Many of the indexes and databases Rutgers subscribes to are provided by various companies, which means that the interfaces will look different at first glance. Try to ignore the different colors and placement of the search boxes - underneath it all most of them work the same way!
Here are some tips to guide you through your searching:
You can search both RILM and Music Index at the same time by clicking "choose databases" above the search boxes and selecting both indexes.
What happens when I click ?
Clicking this button runs a software program that tries to do several things for you. Understanding the process will help you find your book or article more easily when the button doesn't work!
1. When you click "get it @ R," a program reads the citation information for your book or article from whatever database you're searching. Say you're looking to find the full text of "The Broadway canon from Show boat to West Side story and the European operatic ideal" in the Journal of Musicology, 1993, 11(4) 525-544. If you click "get it @ R," the program will go out and look to see whether or not Rutgers subscribes to the Journal of Musicology electronically, and if so, if we have access to the year 1993. If it finds that Rutgers does, it will try to connect to the volume, issue, and page number of the article you're looking for. Here we have success - when we do this search in RILM, Get it @ R finds that we have access to JM in JSTOR.

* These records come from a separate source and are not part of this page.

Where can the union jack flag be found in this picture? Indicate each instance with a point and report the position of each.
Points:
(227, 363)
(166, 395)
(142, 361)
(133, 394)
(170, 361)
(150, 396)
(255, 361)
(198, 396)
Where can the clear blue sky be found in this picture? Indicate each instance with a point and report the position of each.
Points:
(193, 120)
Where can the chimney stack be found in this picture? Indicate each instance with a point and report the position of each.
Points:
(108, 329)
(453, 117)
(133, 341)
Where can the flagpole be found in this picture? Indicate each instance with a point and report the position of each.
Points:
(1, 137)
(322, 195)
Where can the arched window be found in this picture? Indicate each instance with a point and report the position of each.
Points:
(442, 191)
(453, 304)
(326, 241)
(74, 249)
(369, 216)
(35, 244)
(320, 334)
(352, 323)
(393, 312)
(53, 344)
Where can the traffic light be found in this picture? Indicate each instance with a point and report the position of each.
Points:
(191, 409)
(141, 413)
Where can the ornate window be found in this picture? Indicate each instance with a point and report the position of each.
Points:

2. The program might determine we don't have electronic access though. This could happen for books, chapters in books, dissertations, or journal articles we don't have access to online. If that's the case, you'll probably get a screen that looks like this:
What to do now? Try clicking on Search the library catalog by Title. This will run a search for the journal title, Repercussions, in the catalog, letting you know if we've got a print copy of the journal. In this case, it turns out we do have volume four, issue two, of Repercussions in the Music Library. You could either go down to the Music Library and copy the article yourself, or submit an Article Request form to get a copy emailed to you.